Tackling the beautiful game

Women's football did not begin with Bend It Like Beckham, however awareness raising that film may have been. As Offside, coming soon to our studio, shows, the history of women's football goes back a lot further than you might think.

Women’s football goes back as far as the men’s game. In the nineteenth century, as football developed from an unofficial village game into a codified sport with an agreed set of rules (although, of course, arguments about the off side rule are also as old as the game itself), women’s teams developed alongside men’s. Some based themselves in the same grounds as their male counterparts, while others, like British Ladies Football Club, toured the country, playing local teams. This was not a fringe sport either – a game played in 1895 at the home of Reading and featuring the British Ladies Football Club managed to draw a crowd higher than the previous highest attendance for the Reading men’s team.

It wasn’t always easy however. Although the British Ladies Football Club could boast aristocratic support, in the shape of its president Lady Florence Dixie, daughter of the 8th Marquess of Queensberry, the women actually on the pitch still faced prejudice, with most opting to play under assumed names to avoid scandal.

The golden age of women’s football came during the First World War. As men went to fight abroad, men’s teams were no longer sustainable, leading to the development of women’s teams as an alternative. The most famous and successful team of this era was Dick Kerr’s Ladies, which took its name from the Preston munitions factory where most of its players worked during the First World War. They became the first ladies team to play in shorts, and the first to go on a an overseas tour.

Their star player was winger Lily Parr, one of the first professional female footballers – although as a smoker, part of her wage was paid in Woodbine cigarettes! In 2002, Lily was the first female player to be inducted into the football hall of fame.

Even after the end of the war, when men returned from fighting, the women’s game continued to be hugely popular, regularly attracting more spectators than men’s games. On Boxing Day 1920, a match between Dick Kerr’s Ladies and St Helens Ladies at Everton’s Goodson Park ground was watched by 53,000 people, with thousands outside who failed to get tickets. To put that into context, the best crowd the (male) Everton team could muster at the same ground in the 2014/15 season was 39,000.

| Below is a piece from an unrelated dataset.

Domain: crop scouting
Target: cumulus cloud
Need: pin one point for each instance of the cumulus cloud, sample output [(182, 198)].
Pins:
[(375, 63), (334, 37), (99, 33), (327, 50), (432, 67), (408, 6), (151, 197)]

So, what went wrong? Why didn’t the women’s game continue to thrive? In 1921, the Football Association banned female teams from playing at FA associated grounds. At a stroke, the more than 150 ladies teams playing at that point were excluded from grounds with facilities for spectators. The reason given by the FA at the time was: “the game of football is quite unsuitable for females and ought not to be encouraged.” It’s unclear whether they were worried about the female game overshadowing the male one, or reflecting a wider backlash against women’s war-time independence. Either way, the effect on the women’s game was devastating.

That ban remained in place until 1971. Women’s football has developed gradually since then, with regular television coverage beginning in 1989, and the inauguration of the Women’s Super League in 2011.

One milestone was in November 2014, when 55,000 people watched the England women’s team play Germany at Wembley – beating the crowd of 40,181 who watched the previous men’s team friendly.

With both Sport England and the FA committed to developing the women’s game, it looks as if women’s football might finally have a level playing field.

Offside: The Marlowe Studio, Tuesday 11 April 2017.